CAPE is a polyphenolic component of propolis that is characterized by multiple biological activities. This review addresses the up to date studies about CAPE potential antioxidant and cytoprotective activities as well as protection against I/R injury and adverse drug reactions. CAPE is characterized by potent antioxidant and cytoprotective activities. CAPE has demonstrated protective effects against ischemia reperfusion injury in multiple target tissues including brain, retina, heart, skeletal muscles, testis, ovaries, intestine, colon and liver.
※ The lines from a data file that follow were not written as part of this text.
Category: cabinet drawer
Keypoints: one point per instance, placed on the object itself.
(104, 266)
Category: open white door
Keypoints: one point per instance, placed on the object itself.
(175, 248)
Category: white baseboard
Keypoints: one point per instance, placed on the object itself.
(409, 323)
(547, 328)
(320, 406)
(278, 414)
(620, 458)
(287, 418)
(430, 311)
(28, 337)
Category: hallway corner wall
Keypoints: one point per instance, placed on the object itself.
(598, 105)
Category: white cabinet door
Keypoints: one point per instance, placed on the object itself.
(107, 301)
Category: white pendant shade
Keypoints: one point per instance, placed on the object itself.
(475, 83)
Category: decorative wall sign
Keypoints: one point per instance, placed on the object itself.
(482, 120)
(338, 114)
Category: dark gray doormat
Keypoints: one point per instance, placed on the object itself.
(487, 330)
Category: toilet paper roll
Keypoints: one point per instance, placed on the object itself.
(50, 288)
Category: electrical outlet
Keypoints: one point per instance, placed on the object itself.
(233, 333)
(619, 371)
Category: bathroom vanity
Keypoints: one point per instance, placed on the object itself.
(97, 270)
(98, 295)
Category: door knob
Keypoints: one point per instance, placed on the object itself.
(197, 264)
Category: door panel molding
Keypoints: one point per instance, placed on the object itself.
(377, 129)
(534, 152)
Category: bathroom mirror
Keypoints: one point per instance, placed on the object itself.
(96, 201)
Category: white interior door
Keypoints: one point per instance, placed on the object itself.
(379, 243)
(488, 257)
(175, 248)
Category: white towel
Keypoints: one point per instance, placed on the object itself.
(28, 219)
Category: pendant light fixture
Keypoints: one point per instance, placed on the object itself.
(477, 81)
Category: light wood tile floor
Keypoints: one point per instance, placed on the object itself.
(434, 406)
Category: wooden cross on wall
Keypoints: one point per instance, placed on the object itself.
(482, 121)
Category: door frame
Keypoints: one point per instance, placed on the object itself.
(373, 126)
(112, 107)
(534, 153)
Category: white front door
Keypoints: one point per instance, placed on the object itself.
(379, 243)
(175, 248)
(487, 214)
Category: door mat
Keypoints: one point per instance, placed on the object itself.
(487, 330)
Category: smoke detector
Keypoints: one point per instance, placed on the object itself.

Several studies indicated the preventive effects of CAPE against chemotherapy-induced adverse drug reactions (ADRs) including several antibiotics (streptomycin, vancomycin, isoniazid, ethambutol) and chemotherapeutic agents (mitomycin, doxorubicin, cisplatin, methotrexate,). Overall, these data suggest the potential benefit of using CAPE as a dietary supplement to improve human health condition and counteract oxidative stress, ischemia reperfusion injury and adverse drug reactions. Further preclinical safety studies are needed to determine the therapeutic index of CAPE before its use in humans.